The now-former chief of the "high-technology department" at the powerful Ministry of Public Security (MPS) is the most senior police official to be targeted amid a sweeping crackdown on rampant corruption.
Police Major General Nguyen Thanh Hoa, 60, was arrested on Sunday evening in a Hanoi hospital where he was reportedly receiving medical treatment, according to state-run Tuoi Tre newspaper.
He is being investigated for "organising gambling" in northern Phu Tho province, MPS said in a statement Sunday.
Hoa has also been stripped of his police title by Vietnam's President Tran Dai Quang, the former head of MPS, the statement added.
The government website said other police may have participated in the ring, which state media said was part of an international network involving millions of dollars.
Hoa's department of "high technology" is in charge of tackling illegal activity on the web, including online fraud and illegal betting.
He gained notoriety busting illicit online gambling, including in 2012 when he shut down hundreds of websites and IP addresses linked to illegal football betting.
Gambling is considered a social vice in Vietnam, and most betting is illegal for locals.
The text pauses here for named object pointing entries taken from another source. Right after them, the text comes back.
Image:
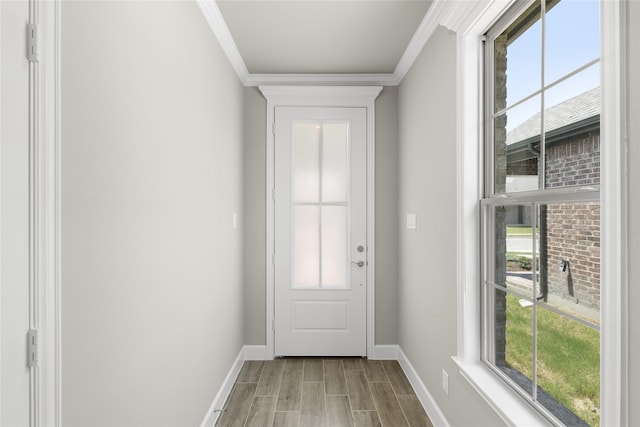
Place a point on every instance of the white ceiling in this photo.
(322, 36)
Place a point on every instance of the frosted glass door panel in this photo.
(306, 246)
(335, 146)
(320, 202)
(306, 162)
(334, 246)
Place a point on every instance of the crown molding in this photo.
(454, 15)
(457, 16)
(321, 79)
(220, 29)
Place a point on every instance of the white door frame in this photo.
(45, 213)
(44, 262)
(319, 96)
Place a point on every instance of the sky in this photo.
(572, 39)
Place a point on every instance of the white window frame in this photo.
(470, 100)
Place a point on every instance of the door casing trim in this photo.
(319, 96)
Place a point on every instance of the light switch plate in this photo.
(411, 221)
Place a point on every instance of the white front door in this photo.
(320, 231)
(14, 214)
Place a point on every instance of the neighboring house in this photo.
(572, 147)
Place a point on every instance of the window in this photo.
(540, 210)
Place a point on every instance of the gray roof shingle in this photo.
(573, 110)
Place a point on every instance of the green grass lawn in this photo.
(568, 357)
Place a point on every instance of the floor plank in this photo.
(287, 419)
(238, 405)
(374, 370)
(312, 407)
(338, 411)
(262, 412)
(359, 392)
(313, 370)
(366, 419)
(250, 372)
(290, 391)
(413, 410)
(334, 378)
(270, 379)
(293, 364)
(397, 378)
(352, 363)
(389, 409)
(319, 392)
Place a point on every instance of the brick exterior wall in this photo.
(574, 229)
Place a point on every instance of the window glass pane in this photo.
(334, 246)
(568, 368)
(518, 58)
(306, 162)
(571, 262)
(516, 134)
(572, 134)
(306, 246)
(335, 141)
(514, 339)
(514, 239)
(572, 36)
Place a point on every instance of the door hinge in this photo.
(33, 42)
(33, 344)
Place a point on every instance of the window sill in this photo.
(508, 405)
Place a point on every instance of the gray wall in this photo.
(386, 217)
(634, 208)
(254, 162)
(152, 315)
(427, 294)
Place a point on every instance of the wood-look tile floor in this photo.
(323, 392)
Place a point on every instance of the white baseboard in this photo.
(218, 402)
(428, 402)
(385, 352)
(255, 352)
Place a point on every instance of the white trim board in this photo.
(320, 96)
(426, 399)
(451, 14)
(217, 405)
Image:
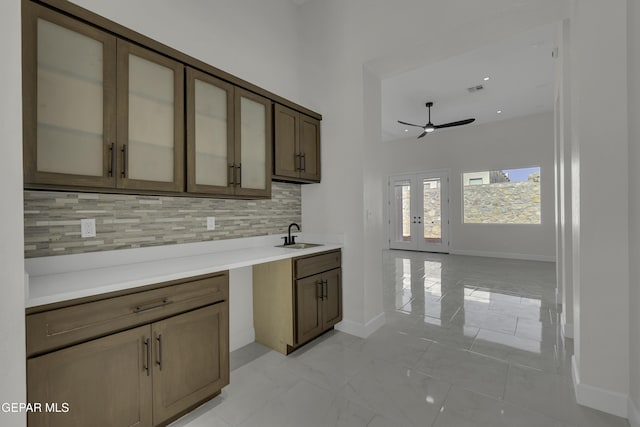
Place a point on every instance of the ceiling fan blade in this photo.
(410, 124)
(458, 123)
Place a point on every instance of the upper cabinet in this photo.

The government announced last year it would allow some locals to bet in casinos on a trial basis, and also loosened the rules on sports betting.
The investigation comes amid an aggressive anti-corruption campaign that has targeted high-level officials, businessmen and bankers.
Vietnam, one of the most corrupt countries in Southeast Asia, has long vowed to tackle graft, though observers say the current campaign is unprecedented in its scope and scale -- and appears motivated by political infighting.
One of the most-high profile cases to-date involved former politburo member Dinh La Thang who was jailed for 13 years in January for causing millions of dollars in losses when he was the head of state-run PetroVietnam, the country's largest oil firm.
Transparency International has ranked Vietnam 113 out of 176 on its corruption index, worse than its Southeast Asian neighbours Thailand and the Philippines.